なるほど日頃から責任感なんてものがまとわりつくのを嫌がっていたけれど、何にしても突然のことだった。そしてあの性格から、余計にこの失踪の事件性が見えてくる。
彼は面倒くさがりであったけれど、無責任という訳ではなかった。
文化祭の前日。部員全員がいつになってもやって来ない部長を諦めて部室の準備をしているとき、教卓からメモが見つかった。ペラ紙一枚に一言。
『この埋め合わせはいずれ!』
部長がぼくらへの債務をどう履行したのかについては割愛するが、つまるところ彼は実に律儀な男なのだ、打算的ではあったろうが。
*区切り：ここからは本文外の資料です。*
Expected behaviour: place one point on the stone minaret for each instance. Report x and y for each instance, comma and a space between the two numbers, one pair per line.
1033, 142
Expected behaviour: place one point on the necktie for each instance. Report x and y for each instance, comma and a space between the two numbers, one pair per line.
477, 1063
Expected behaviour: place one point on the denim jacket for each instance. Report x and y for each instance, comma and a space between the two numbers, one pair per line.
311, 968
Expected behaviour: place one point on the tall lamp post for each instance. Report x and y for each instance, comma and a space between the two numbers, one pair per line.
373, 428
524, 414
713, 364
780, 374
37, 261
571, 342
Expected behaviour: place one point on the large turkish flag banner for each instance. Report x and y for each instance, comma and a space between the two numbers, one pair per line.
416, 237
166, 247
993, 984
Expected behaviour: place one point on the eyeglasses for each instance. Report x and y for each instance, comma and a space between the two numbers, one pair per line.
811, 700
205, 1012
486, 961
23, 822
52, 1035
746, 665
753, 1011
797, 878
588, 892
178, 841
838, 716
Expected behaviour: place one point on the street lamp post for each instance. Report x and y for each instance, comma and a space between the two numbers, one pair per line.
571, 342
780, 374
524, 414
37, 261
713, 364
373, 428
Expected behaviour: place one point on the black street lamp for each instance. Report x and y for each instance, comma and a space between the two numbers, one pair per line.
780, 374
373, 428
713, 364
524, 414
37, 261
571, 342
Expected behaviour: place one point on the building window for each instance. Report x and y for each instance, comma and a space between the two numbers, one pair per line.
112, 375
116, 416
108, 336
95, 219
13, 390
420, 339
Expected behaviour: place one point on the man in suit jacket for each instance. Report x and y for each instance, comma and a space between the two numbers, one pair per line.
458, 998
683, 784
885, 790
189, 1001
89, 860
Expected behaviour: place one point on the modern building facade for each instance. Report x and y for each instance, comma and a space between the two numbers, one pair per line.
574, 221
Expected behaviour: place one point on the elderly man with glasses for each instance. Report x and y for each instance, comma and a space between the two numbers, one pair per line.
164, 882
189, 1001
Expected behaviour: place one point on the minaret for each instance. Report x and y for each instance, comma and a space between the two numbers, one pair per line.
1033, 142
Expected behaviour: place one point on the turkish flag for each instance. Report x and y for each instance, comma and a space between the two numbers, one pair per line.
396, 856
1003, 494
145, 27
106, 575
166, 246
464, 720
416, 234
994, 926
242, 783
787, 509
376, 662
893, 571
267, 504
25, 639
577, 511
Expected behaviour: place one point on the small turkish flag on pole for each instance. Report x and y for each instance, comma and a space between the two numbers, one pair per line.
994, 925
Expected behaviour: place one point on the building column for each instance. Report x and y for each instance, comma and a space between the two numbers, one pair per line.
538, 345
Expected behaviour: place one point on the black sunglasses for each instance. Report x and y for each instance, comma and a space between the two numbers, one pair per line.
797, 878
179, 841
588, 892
という訳で、ここ数日姿を見せない部長を心配する数少ない連中は、下校時刻もいよいよという部室で顔を突き合わせている。
「やっぱり、家にでも行ってみるか?」
「大げさだろ」
「でも、先生の方にも連絡は入ってないって」
「それじゃあ、ここで借りをつくるっていうのはどうだ?」
「それはいいね」
「まさか。今からじゃないですよね」
「まあ今日じゃなくてもいいが、どうせ暇だろキミたち」
「それじゃあ、飯食ってからいきますか」
部長抜きで食べてから行くのはさすがに躊躇われるという真っ当な意見が出たのだが、先輩の持つ副部長の権限に仕方なくぼくらは従わざるを得ず、皿と次いでサカナ、最後に酢飯も回ってくるという珍妙な軽食屋に出向いた。
先輩は言い訳するように「昼食べてなかったから」と付け足したが、横に座ったオオムラなんかは全く関係なく腹が空いているから気にする必要などないのだが。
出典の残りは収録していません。